CPU is P4/2.9G, motherboard is  848P-M7
it's quite like 848P-M Deluxe:

http://www.ecs.com.cn/ECSWebSite/Product/Product_Detail.aspx?CategoryID=1&DetailID=402&DetailName=Feature&MenuID=24&LanID=0

actually I might try to update BIOS from site above
model numbers are the same, it's not recommended to update
but it seems I have no other choice
if motherboard become unusable, my trouble also ends

I can't fully understand technical details you describe
the point I want to repeat is the machine can run Windows XP
and in memtest it's OK after configuration

Linux fail here, (or does it?)


That's a pretty ancient chip set, and it looks like your motherboard won't hold more than 2G. I expect the memory hole is NOT your problem, as it would restrict you from seeing the top 1G of 4G, I don't think it would keep you from using all 1G, but then again, I'm just a little foggy on whether there are situations where the bottom of your address space would be shadowed.

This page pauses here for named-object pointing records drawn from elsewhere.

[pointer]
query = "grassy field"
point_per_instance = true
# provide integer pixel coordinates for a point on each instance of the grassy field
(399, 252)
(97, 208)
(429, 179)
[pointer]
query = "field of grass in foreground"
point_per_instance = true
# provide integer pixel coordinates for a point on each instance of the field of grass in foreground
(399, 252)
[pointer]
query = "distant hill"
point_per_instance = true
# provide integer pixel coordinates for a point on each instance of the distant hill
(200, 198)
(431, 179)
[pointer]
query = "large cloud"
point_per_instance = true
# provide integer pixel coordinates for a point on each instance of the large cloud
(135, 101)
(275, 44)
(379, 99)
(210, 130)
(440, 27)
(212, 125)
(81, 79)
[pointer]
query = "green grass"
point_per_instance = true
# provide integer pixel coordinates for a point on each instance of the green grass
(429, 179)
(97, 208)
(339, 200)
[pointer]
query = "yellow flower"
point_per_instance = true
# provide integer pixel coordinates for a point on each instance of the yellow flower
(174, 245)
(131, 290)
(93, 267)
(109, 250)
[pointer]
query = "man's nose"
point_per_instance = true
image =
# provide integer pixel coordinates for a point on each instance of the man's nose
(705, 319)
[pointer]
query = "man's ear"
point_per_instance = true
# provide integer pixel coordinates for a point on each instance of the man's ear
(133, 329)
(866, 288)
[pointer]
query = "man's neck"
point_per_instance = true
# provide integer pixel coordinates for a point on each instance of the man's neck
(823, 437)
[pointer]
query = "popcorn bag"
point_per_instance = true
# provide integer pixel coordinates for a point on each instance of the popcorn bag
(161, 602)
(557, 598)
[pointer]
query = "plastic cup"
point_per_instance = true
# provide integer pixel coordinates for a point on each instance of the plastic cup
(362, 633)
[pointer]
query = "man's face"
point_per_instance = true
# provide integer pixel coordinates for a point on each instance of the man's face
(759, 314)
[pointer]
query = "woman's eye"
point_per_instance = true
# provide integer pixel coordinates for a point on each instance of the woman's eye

I'd follow Scott Ferguson's advice, try to get Knoppix to boot and then see what dmidecode tells you. Or maybe burn a copy of SystemRescueCD (http://www.sysresccd.org/SystemRescueCd_Homepage) and see if you can boot from it, then start poking around with some of the tools on it (e.g., hwreport).

Miles Fidelman



--
In theory, there is no difference between theory and practice.